My interest in Anthony Braxton was also rekindled again – most notably with 2 albums that showcase two very different sides of the composer & multi-instrumentalist. A quiet, delicate side, with a 2017 solo saxophone live recording in Victoriaville, one of only 3 of such performances since 2012. And the bustling, over-the-top side, with the spectacular 3 Compositions (EEMHM) 2011 on Firehouse Records, 3 cds of a septet with Taylor Ho Bynum, Jessica Pavone, Jay Rozen, Aroon Siegel and Carl Testa. It’s Free Jazz within the boundaries of open composition taken to the extreme, with each of the septet’s members playing iPod too – simultaneously drawing from Braxton’s full recorded oeuvre, resulting in swirls of juxtaposed sound. The fact that they manage to pull off something coherent illustrates their mastery, and the robust versatility of Braxton’s compositional techniques. But I admit it takes a bit of perseverance to get acquainted with this music, because most uninitiated will only hear energetic chaos – not coherence.
As with Miles, somehow I never ventured beyond the first four seminal masterpieces of Swedish extreme metal pioneers Bathory. I remedied that, and I think 1991’s epic Twilight of the Gods might be my most played album of 2021. It’s not as raw as their earlier offerings – even fans of Metallica could dig it.
Finally, there’s New Zealand’s Aldous Harding – an indie-folk singer-songwriter, something of a cross between Nico and White Chalk era PJ Harvey. Her sophomore album Party and her latest Designer (from 2017 and 2019) are corkers. Here are three songs, live on Tiny Desk – authentic theatrics included.
To my surprise s5 of Rick and Morty was excellent – we know what to expect from the show by now, yet most episodes continued to showcase creativity. The third season of Succession didn’t disappoint either, even though at first I felt it to be more of the same – the final half of the season was as spectacular as ever. These two shows prove the familiar needn’t be something inherently negative.
Scenes from a Marriage, a remake of a 70ies Ingmar Bergman series, provided a parable for love in these times: about unrealistic expectations and a disconnect with a healthy, grounded life. It does so just via talking heads. Charles McNulty’s review in the LA Times showcases a similar lack of realism & imagination from his side: as if the couple shown could not exist in reality.
Nothing else sticks out, but I did (more or less) enjoy Mare of Easttown, the BBC’s submarine police procedural Vigil and the Dutch over-the-top crime series Mocro Maffia.
Hockney & Humus x Hortense
I was absolutely blown away by the double exposition by David Hockney in Bozar, Brussels. Works from the Tate Collection, 1954-2017 was nothing less than a career retrospective, and The Arrival of Spring, Normandy, 2020 was even more brilliant in a way – even though some detractors can’t appreciate the new medium that is the iPad. I’ve written about two Hockney books here, including one about the 2020 Normandy period.

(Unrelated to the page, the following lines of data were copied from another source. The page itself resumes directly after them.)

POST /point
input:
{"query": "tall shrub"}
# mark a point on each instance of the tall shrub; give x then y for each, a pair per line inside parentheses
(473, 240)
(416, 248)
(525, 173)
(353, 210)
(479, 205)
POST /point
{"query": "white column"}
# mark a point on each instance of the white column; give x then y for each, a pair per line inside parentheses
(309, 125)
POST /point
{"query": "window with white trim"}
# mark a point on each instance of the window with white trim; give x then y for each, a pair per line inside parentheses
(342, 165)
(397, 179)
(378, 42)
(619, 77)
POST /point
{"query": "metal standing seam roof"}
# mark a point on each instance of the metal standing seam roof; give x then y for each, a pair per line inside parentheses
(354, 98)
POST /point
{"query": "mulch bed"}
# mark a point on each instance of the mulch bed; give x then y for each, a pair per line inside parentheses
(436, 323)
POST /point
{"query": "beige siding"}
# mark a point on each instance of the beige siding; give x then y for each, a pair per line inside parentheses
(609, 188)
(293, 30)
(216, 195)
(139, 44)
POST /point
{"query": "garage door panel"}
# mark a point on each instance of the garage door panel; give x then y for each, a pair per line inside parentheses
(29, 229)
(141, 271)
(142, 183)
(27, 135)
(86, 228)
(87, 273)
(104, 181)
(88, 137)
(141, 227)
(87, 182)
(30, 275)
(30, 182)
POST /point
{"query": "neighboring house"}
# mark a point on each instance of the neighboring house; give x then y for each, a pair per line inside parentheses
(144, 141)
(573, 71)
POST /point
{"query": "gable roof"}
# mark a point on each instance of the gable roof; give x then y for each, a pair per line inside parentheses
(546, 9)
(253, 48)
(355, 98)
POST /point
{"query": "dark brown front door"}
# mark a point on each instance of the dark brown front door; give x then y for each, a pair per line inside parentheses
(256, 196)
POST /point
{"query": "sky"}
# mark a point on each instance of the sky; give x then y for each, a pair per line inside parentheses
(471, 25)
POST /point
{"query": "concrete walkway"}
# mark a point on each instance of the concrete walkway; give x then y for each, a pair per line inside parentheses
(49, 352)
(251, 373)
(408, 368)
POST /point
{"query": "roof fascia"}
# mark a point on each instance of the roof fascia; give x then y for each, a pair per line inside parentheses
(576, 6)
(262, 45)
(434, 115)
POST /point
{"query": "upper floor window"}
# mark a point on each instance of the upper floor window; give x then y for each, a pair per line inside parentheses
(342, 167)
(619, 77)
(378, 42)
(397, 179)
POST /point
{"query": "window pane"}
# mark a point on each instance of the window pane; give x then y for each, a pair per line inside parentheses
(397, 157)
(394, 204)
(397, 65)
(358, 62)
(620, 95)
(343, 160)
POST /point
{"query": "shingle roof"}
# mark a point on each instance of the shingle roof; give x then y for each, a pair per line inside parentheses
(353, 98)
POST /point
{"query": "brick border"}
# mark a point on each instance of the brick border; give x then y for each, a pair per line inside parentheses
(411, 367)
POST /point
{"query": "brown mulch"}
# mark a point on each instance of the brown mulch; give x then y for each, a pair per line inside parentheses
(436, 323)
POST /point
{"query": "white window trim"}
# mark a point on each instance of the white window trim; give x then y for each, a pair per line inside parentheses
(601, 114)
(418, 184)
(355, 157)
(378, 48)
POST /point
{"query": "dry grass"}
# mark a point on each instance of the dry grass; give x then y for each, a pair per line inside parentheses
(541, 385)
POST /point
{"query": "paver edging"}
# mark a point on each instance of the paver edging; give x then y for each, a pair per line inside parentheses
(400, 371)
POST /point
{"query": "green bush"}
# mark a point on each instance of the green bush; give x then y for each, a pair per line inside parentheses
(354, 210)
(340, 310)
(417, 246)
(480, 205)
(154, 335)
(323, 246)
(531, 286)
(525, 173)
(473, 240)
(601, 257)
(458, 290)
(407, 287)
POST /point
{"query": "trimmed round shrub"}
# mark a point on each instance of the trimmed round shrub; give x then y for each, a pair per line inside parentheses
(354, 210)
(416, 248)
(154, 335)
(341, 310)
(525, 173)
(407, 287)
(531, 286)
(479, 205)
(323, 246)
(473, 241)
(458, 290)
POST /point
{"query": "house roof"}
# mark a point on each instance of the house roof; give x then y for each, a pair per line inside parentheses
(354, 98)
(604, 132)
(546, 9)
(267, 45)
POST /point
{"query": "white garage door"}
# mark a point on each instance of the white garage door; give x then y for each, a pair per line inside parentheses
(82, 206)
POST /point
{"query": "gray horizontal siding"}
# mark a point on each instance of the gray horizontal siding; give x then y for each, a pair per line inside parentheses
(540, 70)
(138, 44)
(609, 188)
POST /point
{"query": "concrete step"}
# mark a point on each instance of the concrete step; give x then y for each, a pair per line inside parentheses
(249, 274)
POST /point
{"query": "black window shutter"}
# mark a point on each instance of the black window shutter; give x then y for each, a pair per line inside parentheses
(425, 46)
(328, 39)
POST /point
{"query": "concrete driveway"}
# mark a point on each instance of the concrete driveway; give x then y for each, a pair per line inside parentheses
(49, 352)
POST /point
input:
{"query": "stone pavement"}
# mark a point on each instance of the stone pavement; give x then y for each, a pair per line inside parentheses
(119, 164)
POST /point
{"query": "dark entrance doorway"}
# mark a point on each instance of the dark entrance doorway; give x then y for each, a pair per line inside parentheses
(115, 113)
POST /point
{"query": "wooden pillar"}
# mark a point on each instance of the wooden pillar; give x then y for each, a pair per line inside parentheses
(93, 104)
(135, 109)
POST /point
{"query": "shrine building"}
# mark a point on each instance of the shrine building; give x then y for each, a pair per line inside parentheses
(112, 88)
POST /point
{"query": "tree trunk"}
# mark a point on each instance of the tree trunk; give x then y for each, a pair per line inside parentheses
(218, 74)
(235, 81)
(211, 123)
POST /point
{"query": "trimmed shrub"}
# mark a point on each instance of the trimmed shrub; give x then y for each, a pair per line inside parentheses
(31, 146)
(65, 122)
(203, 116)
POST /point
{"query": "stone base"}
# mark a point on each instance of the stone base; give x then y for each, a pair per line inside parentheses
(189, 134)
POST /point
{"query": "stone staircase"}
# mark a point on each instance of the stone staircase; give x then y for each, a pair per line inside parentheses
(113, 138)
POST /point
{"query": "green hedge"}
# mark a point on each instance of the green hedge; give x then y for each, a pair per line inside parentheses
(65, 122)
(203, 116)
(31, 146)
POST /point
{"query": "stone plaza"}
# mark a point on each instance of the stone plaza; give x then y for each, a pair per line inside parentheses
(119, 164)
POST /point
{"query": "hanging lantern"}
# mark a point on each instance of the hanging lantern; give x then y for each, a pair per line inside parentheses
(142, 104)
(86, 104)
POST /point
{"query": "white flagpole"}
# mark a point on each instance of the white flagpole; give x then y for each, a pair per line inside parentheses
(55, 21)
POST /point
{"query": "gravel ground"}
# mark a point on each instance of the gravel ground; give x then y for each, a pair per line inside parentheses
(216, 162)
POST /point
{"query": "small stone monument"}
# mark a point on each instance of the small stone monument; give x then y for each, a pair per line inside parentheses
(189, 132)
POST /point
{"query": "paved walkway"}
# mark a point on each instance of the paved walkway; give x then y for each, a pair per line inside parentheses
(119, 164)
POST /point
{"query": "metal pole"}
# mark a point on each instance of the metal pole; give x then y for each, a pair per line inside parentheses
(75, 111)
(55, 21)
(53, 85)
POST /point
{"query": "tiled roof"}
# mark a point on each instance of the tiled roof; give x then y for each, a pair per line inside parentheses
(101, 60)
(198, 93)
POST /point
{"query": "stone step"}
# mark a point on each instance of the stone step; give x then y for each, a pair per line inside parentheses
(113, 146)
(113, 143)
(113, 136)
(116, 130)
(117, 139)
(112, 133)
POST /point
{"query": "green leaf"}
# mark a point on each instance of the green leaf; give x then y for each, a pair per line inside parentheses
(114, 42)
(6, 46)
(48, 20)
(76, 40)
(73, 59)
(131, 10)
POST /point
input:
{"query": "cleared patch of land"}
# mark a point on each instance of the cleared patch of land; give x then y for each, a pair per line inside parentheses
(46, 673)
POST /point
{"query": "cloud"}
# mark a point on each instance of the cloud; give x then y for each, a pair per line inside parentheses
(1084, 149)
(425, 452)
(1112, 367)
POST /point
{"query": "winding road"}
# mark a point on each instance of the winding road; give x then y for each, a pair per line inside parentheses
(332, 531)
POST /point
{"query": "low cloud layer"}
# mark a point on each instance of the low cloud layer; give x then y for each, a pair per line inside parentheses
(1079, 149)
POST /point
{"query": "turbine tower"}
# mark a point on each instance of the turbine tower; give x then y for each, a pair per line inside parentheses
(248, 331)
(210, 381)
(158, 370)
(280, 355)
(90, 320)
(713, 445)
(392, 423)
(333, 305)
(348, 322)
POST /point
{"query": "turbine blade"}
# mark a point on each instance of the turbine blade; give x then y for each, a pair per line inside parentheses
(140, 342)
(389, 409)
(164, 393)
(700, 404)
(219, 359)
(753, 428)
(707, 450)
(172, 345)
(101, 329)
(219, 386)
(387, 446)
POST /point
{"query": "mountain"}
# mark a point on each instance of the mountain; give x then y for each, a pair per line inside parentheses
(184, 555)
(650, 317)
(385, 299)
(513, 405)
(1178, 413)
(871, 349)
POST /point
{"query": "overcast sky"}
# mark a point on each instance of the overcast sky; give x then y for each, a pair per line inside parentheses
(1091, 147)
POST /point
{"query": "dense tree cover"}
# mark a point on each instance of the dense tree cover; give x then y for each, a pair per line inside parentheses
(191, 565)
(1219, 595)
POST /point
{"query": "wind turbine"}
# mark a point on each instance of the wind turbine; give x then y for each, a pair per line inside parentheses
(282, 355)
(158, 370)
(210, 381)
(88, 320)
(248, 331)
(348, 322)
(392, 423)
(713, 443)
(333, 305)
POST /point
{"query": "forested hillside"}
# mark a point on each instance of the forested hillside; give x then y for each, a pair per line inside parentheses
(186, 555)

The same November day we also visited Humus x Hortense in Brussels, a restaurant run by chef Nicolas Decloedt. A couple of the dishes nearly made me tear up – a rare accomplishment. Brilliant food can be so emotional, there’s hardly a thing I like better. The restaurant ended up on the 9th place of some influential yearly list of the world’s best vegetable restaurants.
Such a wonderful day in Brussels deserves a mention in my 2021 round up.